The rich ruler was sincere, religious, a respected member of the community. He wanted to go by the book and make sure he was doing what was required in order to earn eternal life. What he learns is that it costs more than he is willing to pay; what he does not ask and therefore does not learn is that while he cannot earn what he is asking for, he does not have to earn it. He is asking the wrong question.
Zacchaeus was rich but despised, lonely, probably disappointed with how his life had turned out. But on this day he goes where his heart takes him. It takes him up into a tree so he can see Jesus; it takes him home where he can host Jesus; and it becomes so full in the presence of Jesus that without being asked first he made the announcement that his days of living for acquiring money were over. The generosity of Jesus toward him had that effect on Zacchaeus.
It is easier for a camel to pass through the eye of a needle than for a rich man to enter the kingdom of God. But almost immediately, in the story of Zacchaeus, we see the divine miracle taking place, enabling a rich man to hear the words, “Today salvation has come to this house.” Jesus doesn’t say, “Oh, that’s nice, but you have to give everything away, not half.” He says, “Today salvation has come to this house.” Remember that the Greek word translated salvation also means wholeness and healing. I expect it had been a long time since Zacchaeus had viewed his life in those terms.

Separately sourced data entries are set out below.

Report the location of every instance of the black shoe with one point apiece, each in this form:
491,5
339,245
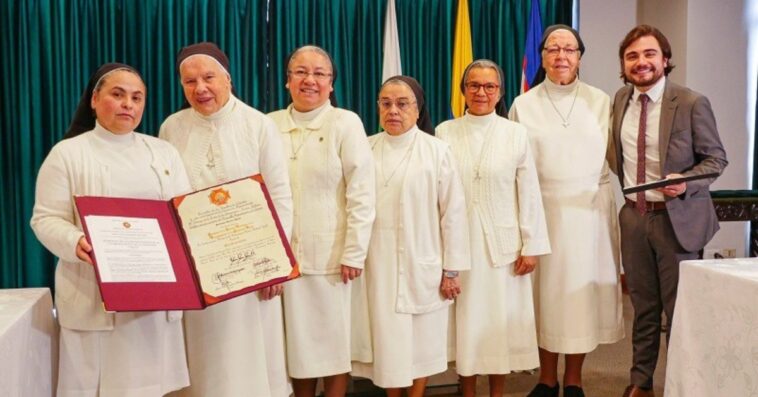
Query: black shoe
543,390
573,391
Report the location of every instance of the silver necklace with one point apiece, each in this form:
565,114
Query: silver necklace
487,138
568,115
292,144
399,164
211,159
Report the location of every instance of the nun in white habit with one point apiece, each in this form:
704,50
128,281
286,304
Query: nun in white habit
107,354
418,245
236,347
577,293
495,324
332,179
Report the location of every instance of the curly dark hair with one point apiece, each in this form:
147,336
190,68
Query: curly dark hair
642,31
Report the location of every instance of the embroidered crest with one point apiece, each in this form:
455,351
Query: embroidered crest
219,196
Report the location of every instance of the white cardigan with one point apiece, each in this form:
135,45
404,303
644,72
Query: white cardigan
244,142
508,199
74,168
334,180
433,205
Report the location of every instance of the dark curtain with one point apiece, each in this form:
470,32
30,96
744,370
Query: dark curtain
50,47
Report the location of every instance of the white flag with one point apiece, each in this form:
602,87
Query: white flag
391,66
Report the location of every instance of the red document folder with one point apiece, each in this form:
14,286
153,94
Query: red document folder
186,292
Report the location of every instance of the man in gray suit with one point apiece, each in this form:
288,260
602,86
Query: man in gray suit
660,129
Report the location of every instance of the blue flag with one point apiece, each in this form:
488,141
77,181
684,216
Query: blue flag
532,59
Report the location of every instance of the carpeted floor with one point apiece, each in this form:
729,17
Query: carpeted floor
606,372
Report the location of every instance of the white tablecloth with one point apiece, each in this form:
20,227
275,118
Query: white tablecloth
28,343
714,338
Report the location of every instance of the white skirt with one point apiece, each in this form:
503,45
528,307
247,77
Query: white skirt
577,291
142,356
495,325
236,348
317,323
405,346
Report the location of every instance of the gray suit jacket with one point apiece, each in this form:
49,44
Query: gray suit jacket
689,145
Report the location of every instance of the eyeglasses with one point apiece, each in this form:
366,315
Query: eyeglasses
303,74
402,104
554,51
489,88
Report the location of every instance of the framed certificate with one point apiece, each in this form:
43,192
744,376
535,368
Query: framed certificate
666,182
189,252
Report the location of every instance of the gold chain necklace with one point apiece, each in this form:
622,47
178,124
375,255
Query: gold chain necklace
568,115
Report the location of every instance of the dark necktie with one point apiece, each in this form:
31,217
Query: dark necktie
641,203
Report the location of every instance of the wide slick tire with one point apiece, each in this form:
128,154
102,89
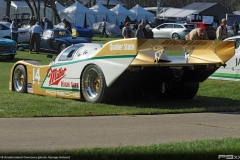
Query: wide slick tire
19,79
93,85
61,47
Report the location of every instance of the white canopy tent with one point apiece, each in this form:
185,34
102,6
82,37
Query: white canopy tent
142,14
59,6
103,12
122,13
176,12
22,7
79,15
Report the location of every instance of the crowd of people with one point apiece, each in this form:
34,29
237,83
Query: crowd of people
139,30
36,28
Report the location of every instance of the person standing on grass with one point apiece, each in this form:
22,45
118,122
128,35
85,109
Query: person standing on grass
47,24
14,30
67,25
139,32
197,34
103,25
35,37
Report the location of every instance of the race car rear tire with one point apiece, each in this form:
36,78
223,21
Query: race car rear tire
19,79
10,57
93,85
61,47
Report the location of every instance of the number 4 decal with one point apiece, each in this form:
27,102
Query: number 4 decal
36,76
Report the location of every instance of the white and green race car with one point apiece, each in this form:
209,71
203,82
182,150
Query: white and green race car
123,68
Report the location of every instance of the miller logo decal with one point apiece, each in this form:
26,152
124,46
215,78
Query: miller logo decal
56,75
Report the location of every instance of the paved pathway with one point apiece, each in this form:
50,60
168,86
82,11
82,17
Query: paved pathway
39,134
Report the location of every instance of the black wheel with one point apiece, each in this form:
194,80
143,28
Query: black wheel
19,79
61,47
182,90
10,56
93,85
175,36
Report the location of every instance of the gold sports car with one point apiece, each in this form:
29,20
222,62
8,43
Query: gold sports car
123,68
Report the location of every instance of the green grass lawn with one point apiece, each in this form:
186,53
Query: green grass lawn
213,96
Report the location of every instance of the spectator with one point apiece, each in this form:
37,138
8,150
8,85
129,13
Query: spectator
4,18
127,31
121,25
136,26
47,24
197,34
42,23
32,21
8,20
103,25
139,32
235,28
14,30
35,37
67,25
222,32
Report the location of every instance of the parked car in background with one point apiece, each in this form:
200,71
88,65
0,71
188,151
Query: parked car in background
58,39
8,48
5,32
211,30
172,30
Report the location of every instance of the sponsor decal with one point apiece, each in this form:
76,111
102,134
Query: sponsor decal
65,84
29,88
75,85
56,75
183,42
119,47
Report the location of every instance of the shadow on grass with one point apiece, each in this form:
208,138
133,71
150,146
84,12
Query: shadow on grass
2,59
207,103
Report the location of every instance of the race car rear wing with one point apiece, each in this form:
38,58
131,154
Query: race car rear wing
152,51
194,52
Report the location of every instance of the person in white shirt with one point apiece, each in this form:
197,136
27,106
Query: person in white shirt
103,25
14,30
35,37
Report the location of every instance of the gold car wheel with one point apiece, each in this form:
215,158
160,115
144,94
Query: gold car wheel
93,84
20,79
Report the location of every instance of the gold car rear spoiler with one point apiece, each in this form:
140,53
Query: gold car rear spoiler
196,51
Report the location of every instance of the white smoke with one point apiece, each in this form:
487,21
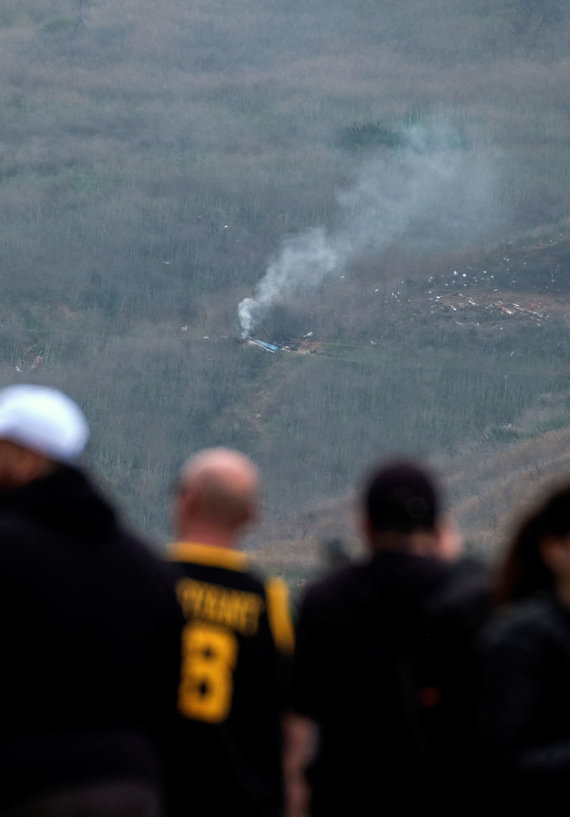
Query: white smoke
430,190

Imagine the disbelief and disgust with which the crowd would have heard these words. All these years Zacchaeus has been fleecing us, and now you are going to let him off the hook just because he says he is changing his ways?
To all of these elder brothers and sisters, Jesus has a message. “Today salvation has come to this house, for Zacchaeus also is a son of Abraham. For the Son of man came to seek and to save the lost.” He casts Zacchaeus in the prodigal son role, who is returning to his Father and his family. Jesus is attempting to restore community, to bring reconciliation not just between Zacchaeus and God but between Zacchaeus and his neighbors. Zacchaeus is making the first step by making restitution for his sins against God and against his neighbors. Now Jesus exhorts the neighbors to accept Zacchaeus as a son of Abraham just as they are – as a brother and a member of their faith community, not a traitor and outcast. That is asking a lot of the neighbors. Singing the praises of Jesus a few hours earlier, they must have been questioning his sanity now.
It’s really pretty easy to see how even the closest followers of Jesus sometimes caught a glimpse of the kingdom and sometimes had a hard time imagining or accepting his teachings and actions. The stories about Jesus in Luke are amazing and varied and rich in showing us what happens when Jesus enters people’s lives. It helps you feel joy and hope, makes you want to glorify God and make a difference, causes you to leave your nets or your tax collector’s office to be in his presence; inspires you to be generous with your money and possessions because you have found something more important and fulfilling; and challenges you to look at the neighbor through different eyes and consider relinquishing long held prejudices and stereotypes and hatreds.
So open my eyes, that I may see glimpses of truth thou hast for me. Open my ears, that I may hear voices of truth thou sendest clear. Open my heart, and let me prepare love with thy children thus to share. Silently now I wait for thee, ready, my God, thy will to see. Open my eyes; illumine me, Spirit divine!